The footnote for this “truth” that “demographic growth is fully compatible” with good things is a 2004 document by the Pontifical Council for Justice and Peace, a handful of cardinals at the Vatican. No ecologists, demographers, nada.
Here’s the established equation for environmental impact: I = P x A x T, or "Impact equals Population multiplied by Affluence multiplied by Technology." Say you have a poor woman with eight kids who can’t get birth control. If five of them grow up to have lots of kids, and they have to slash and burn and cut trees to grow food and build cooking fires in soot-spewing stoves, or have no choice but to work on palm oil plantations that destroy orangutan habitat, or to kill and eat bush meat, and meanwhile humanity relies on biodiversity, this equation says we’re fucked. That’s the P in the equation. It’s a very different we’re-fucked factor from the A x T side, such as Americans grillin’ all that meat at multiple huge air conditioned houses, with cars, trucks, boats, Bitcoin, ATVs, and private jets, but it still means we’re fucked.
It’s BOTH, you clown cardinals. Population and Affluent consumption.
And before anyone quotes any First World “birth dearth” figures at me, it’s the rate of population increase that’s declining, not the population itself. As of 2022, that rate applies to the 8 billion people on Earth. Globally, we add more than 66 million people every year. We add 183,000 humans every day, according to the Population Media Center, which does laudable work explaining the benefits of family planning and of the education of women and girls (the latter is absolutely key to better lives for the poor). As PMC says, “each person needs and deserves sufficient land, water, shelter, food, and energy for a decent life.” Each person will also contribute waste. At this population size, our planet can no longer handle it.

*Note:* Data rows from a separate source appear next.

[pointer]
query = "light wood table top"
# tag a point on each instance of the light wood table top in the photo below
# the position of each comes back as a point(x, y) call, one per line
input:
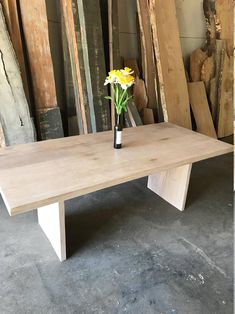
point(38, 174)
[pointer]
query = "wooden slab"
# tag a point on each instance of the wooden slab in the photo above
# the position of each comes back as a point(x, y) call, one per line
point(16, 37)
point(148, 116)
point(35, 29)
point(139, 94)
point(56, 170)
point(133, 114)
point(147, 54)
point(171, 73)
point(225, 22)
point(94, 61)
point(220, 22)
point(14, 111)
point(197, 57)
point(2, 137)
point(70, 39)
point(200, 108)
point(220, 46)
point(132, 64)
point(208, 71)
point(225, 98)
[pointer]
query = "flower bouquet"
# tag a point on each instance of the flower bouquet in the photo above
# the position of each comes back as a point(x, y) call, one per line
point(120, 81)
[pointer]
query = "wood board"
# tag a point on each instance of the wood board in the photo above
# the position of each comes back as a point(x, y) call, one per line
point(139, 94)
point(208, 71)
point(57, 175)
point(170, 67)
point(70, 39)
point(35, 29)
point(197, 58)
point(14, 111)
point(147, 54)
point(200, 108)
point(225, 98)
point(16, 38)
point(225, 23)
point(220, 45)
point(94, 61)
point(148, 116)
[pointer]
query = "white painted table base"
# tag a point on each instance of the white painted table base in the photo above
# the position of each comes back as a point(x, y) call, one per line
point(171, 185)
point(51, 218)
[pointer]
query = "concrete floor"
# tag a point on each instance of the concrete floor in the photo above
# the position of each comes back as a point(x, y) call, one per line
point(129, 252)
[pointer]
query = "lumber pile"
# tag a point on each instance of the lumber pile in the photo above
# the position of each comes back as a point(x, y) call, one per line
point(213, 65)
point(15, 123)
point(90, 49)
point(160, 92)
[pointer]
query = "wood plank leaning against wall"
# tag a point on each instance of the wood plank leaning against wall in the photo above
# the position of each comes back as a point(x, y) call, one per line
point(15, 123)
point(35, 28)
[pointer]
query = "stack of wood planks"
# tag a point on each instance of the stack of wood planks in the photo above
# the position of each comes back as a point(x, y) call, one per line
point(83, 37)
point(90, 38)
point(160, 91)
point(211, 71)
point(16, 126)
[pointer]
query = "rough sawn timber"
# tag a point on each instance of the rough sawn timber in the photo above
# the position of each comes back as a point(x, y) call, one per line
point(15, 118)
point(35, 29)
point(170, 67)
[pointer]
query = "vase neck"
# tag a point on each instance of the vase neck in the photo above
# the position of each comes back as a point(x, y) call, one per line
point(119, 119)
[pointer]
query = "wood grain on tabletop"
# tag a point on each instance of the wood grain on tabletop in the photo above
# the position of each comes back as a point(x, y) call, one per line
point(42, 173)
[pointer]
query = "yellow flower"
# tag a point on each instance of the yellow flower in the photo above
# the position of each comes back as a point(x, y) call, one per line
point(122, 77)
point(126, 81)
point(127, 71)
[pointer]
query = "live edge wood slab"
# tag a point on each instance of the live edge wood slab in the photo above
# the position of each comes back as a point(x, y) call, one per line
point(44, 174)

And so what if the actual population eventually declines? There are options beyond a capitalist growth economy. Economies can adapt to smaller populations and much less consumption. Fewer humans, living fulfilling, lower-impact lives could allow nonhuman populations to recover and the planet to start to heal itself, as it temporarily did during Covid.
One last thing. Ever hear of the Earth Charter? I’m pretty sure you haven’t. It is a document, the fruit of 10 years of grassroots work in which people all over the world were asked what kind of lives they wanted on this planet. (See below.) All kinds of people, from dirt-poor farmers and tribal members to Mikhail Gorbachev and a Rockefeller to Kenyan Nobel Peace Prize-winner Wangari Maathai supported its worldview of “the community of life.” It was supposed to supersede previous UN environmental documents and propose a new environmental ethic everyone wanted.

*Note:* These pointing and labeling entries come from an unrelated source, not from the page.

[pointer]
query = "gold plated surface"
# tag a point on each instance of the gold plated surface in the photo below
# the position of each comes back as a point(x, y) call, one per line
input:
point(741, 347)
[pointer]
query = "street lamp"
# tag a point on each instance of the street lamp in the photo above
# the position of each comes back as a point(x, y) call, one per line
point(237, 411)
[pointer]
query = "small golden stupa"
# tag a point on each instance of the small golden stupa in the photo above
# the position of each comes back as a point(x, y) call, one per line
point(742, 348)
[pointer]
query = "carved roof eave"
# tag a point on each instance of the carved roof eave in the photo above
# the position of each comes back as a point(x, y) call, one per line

A Church-approved Catholic family organization reacted:
In the Earth Charter, the centrality and uniqueness of the human person vanishes in order to make room for a more generic “community of life,” in which man is considered on the same level as animals and vegetation.

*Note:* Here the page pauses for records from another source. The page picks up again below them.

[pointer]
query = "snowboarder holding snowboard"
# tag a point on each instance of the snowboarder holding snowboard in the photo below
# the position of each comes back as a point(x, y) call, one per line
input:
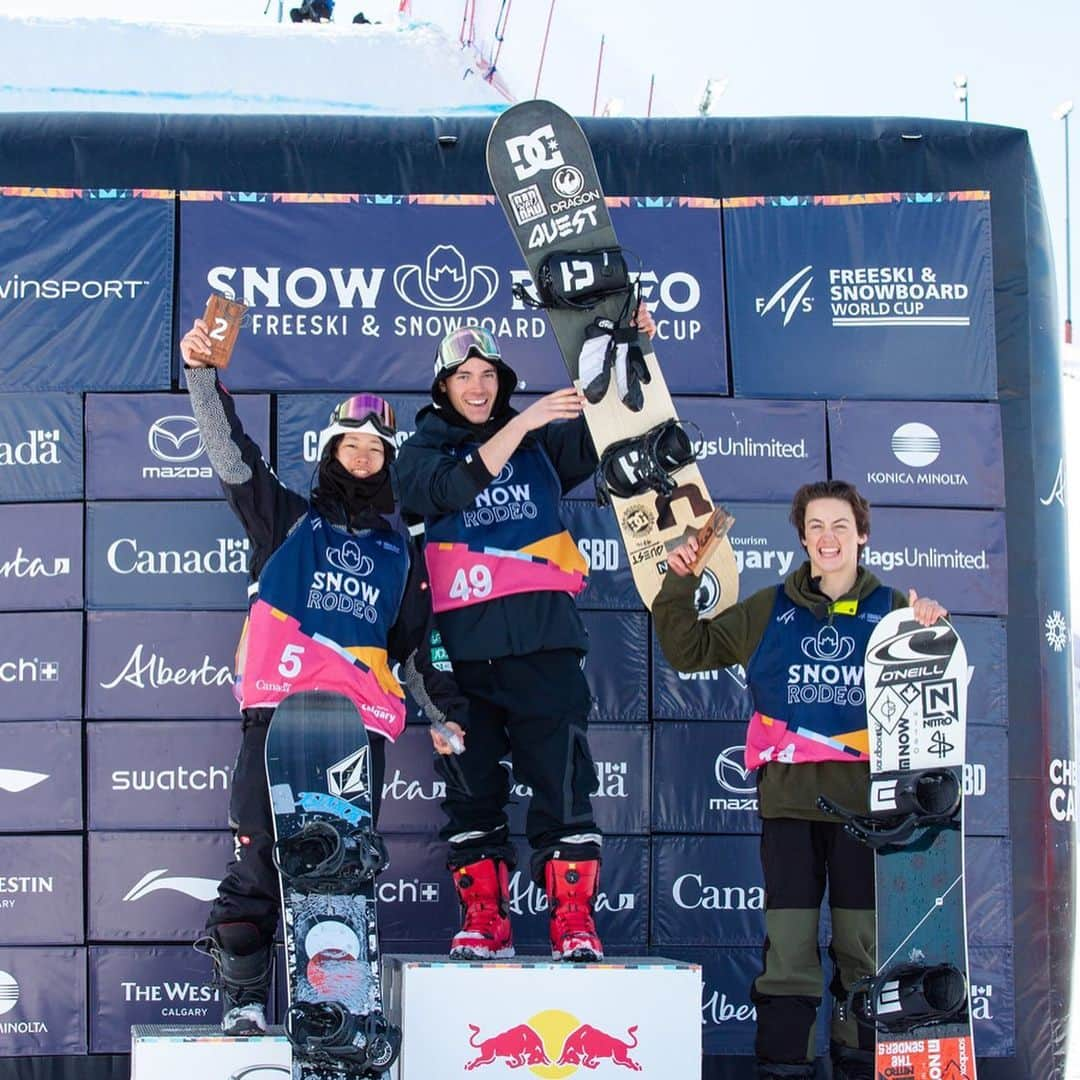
point(302, 549)
point(487, 482)
point(807, 738)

Not true, except yes; “man” is admittedly unique: the only known species that soils his own nest.
Remember No. 1 above, the Vatican being a country? I knew an academic who worked on the Earth Charter and was in touch with the Catholic hierarchy about it. When an archbishop she knew saw the Charter, he complained it wasn’t “transcendent” enough; it was “too immanent.”
It's a pagan document, and we will kill it in the UN, the archbishop said.
I’ve asked others tangentially involved with the Earth Charter what happened; some didn’t know, some said it was preempted at the UN by the 9/11/2001 attacks. Anyway, it was shuffled off to obscurity.
In a just world, the Vatican would be restricted to its most beneficial operations: Kick-ass museums, and the most reliable post office in Rome.
So when the pope dies, and they choose a new one, and you wonder why any non-Catholic would care, that’s just the beginning. By the way, newscasters will claim the pope is the spiritual head “of the world’s 1.2 billion Catholics.” They still count people like me, baptized before I could object. But that’s another story.